One could say that there was a general feeling within the Western Zeitgeist by about the year 1910 that a cataclysm was due to occur soon. This is the metaphorical significance of the cholera epidemic in Death in Venice, which is described as having apocalyptic dimensions. Why, though, was there already an anticipation of disaster? What accounts for the feeling "in the air" at the time that Europe and the world as a whole were on the verge of a catastrophe?
Part of the answer lies in the fact that, although technological advances had in fact created a "better world" for much of humanity, they conversely created a sense of loss among many people, especially those in the arts. Throughout the nineteenth century, writers expressed a longing for the past, for a time before man had moved beyond the older belief systems and traditions that had given meaning to life. For many intellectuals, religion had lost its power. Life had become increasingly secular and therefore, to many, had become empty.

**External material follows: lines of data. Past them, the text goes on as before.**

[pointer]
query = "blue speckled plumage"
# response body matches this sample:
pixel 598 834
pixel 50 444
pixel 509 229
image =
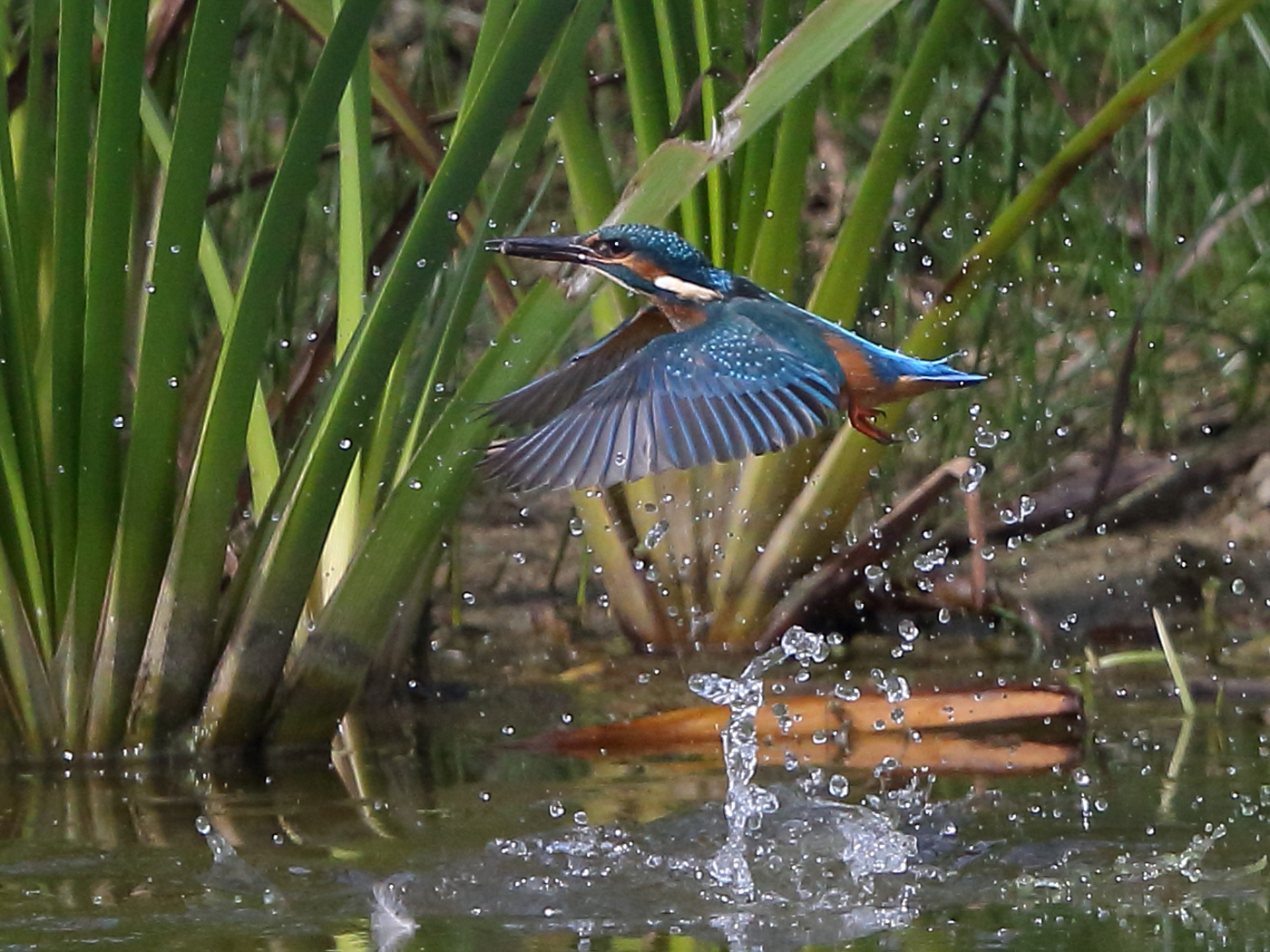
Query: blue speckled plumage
pixel 715 368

This accounts for the obsession with the distant past, with legend and myth, among people as different as, for instance, Tennyson and Wagner. In the Arthurian legends, Tennyson found a source of meaning lacking in the modern, mechanized world, as Wagner did in the Norse myths and the story of the Holy Grail. In addition, for the Victorians, there was a sense that the achievements of the past in literature—from Spenser and Shakespeare up through the Romantic poets—had been so great that they could never be equaled. Artists in the nineteenth century had thus begun to believe they were already living in a post-historical age.
All of this, in my view, is where the modernism of the following century is rooted. It's a given, of course, that the "present" is rooted in the "past," but often modernist literature and art in general are seen as a negation of the work of the previous century. In some ways this is true, but I tend to see modernism, perhaps paradoxically, as more of a continuation of the previous era—or an intensification of some aspects of it, at least. The nineteenth-century Zeitgeist obviously can't be reduced to a simplistic formula, but much of it was already dominated by a sense of pessimism and alienation. Europeans seemingly knew that their colonial empires, though still expanding at the turn of the century, were going to expire eventually and that their dominance of the rest of the world could only last so long. This is the meaning of both Conrad's Heart of Darkness and Kipling's (despite his racism and jingoism in other poems) "Recessional." All of these factors—the sense of loss, the abandonment of religious faith, the anticipation of the decline of the West, and then finally the scale of bloodshed in the Great War—contributed to the alienation and hopelessness seen in the modernist period.